Pular para o conteúdo
EDITORIAL

A nova conjuntura: Bolsonaro fortalecido?

Editorial de 22 de agosto de 2020
Bolsonaro sorri e está com as duas mãos para cima, apontando, e olhando para cima. Ao seu lado, moradores. um deles com chapeu sertanejo. Uma mulher sorri. Ninguém usa máscara. Ao fundo, uma fileira de operários observa.
Isac Nóbrega/PR

Jair Bolsonaro, com de moradores da Comunidade de Angélica, durante cerimônia de Entregas de casas no Rio Grande do Norte

Clique para ouvir este editorial

 

Há uma nova conjuntura política no país. O governo Bolsonaro se fortaleceu, interrompendo o processo de desgaste iniciado após a chegada da pandemia no Brasil, em meados de março.

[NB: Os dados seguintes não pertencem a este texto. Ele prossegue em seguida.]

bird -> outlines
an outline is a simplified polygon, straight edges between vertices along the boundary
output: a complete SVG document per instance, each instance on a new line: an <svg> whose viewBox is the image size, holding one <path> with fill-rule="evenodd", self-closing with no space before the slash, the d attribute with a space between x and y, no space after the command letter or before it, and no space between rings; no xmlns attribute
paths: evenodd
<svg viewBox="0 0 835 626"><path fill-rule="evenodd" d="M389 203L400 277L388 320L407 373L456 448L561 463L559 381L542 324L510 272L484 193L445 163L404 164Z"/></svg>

Compreender os fatores responsáveis pelo aumento da popularidade do governo e atenuação da crise política e institucional, no contexto de uma grave crise sanitária e econômica, é chave para identificar tendências e contradições da presente realidade política e social; e também para formular uma política marxista adequada à nova conjuntura. 

Quatro principais fatores da nova conjuntura 

1 – Impacto do auxílio emergencial

Segundo o IBGE, a cobertura do auxílio emergencial alcançou, em julho, 107,1 milhões de brasileiros, mais da metade da população (50,7%). Outro dado que chama atenção: 44,1% dos domicílios do país foram contemplados pelo programa.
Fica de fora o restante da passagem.